-
Notifications
You must be signed in to change notification settings - Fork 34
Description
Fortran is not a context free grammar, where even simple language tokenization requires additional context/state (e.g. if(i.le.20.and.j.le.10) and the challenge with tokenizing "20.and"). Fparser2 can already handle this tokenization example well, but there are Fortran parse rules which are sensitive to high-level program context which are harder to deal with.

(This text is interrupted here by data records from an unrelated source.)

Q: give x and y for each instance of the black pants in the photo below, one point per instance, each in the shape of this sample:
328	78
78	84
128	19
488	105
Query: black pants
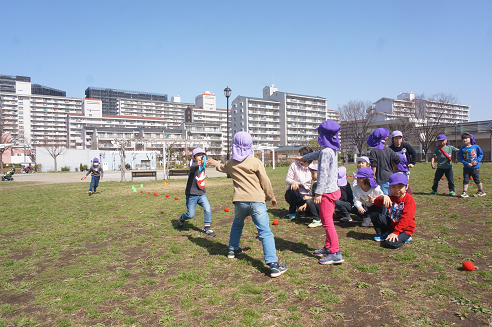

For example, take the following code:
module my_struct_mod
STRUCTURE /item/
INTEGER id
END STRUCTURE
end module my_struct_mod
module my_func_mod
contains
function item(id)
integer, intent(in) :: id
integer :: item
item = id * 2
end function item
end module my_func_mod
program main
!use my_struct_mod, only: item
!use my_func_mod, only: item
print*, item(id=2)
end program main
The line containing the print statement will be parsed using R912 (PRINT format [, output-item-list]), and the single output-item-list will be parsed with:
R917 (expr)
-> R711 (level-5-expr)
-> R717 (level-4-expr)
-> R714 (level-4-expr)
-> R712 (level-3-expr)
-> R710 (level-2-expr)
-> R704 (level-1-expr)
-> R702 (primary).
At this point, parsing the expression depends on the previously seen context - if my_struct_mod is uncommented then we would parse this statement with R701 (structure-constructor) whereas if my_func_mod is uncommented we would parse it with R701 (function-reference).
#182 raised a number of cases of these extra contextual information being needed for parsing of the Primary type:
- C701 (R701) The type-param-name shall be the name of a type parameter. (captured in test case
test_C701_no_assumed_size_array) - C702 (R701) The designator shall not be a whole assumed-size array (captured in test case
test_C702_no_assumed_size_array) - R701 function-reference (captured in test case
test_Function_Reference) - R701 type-param-inquiry (captured in test case
test_Type_Param_Inquiry)
Further to the parse context of print*, item(id=2) example, one could imagine a parser which fails to parse item(id=2) unless item has already been defined as a structure-constructor or a function-reference. It may therefore make sense for the parser to raise a SyntaxError / NoMatchError as soon as it is realised that there is no appropriate match, rather than the existing behaviour of producing a structure-constructor. Naturally, this would be a breaking change to the existing behaviour, and would need to be managed appropriately.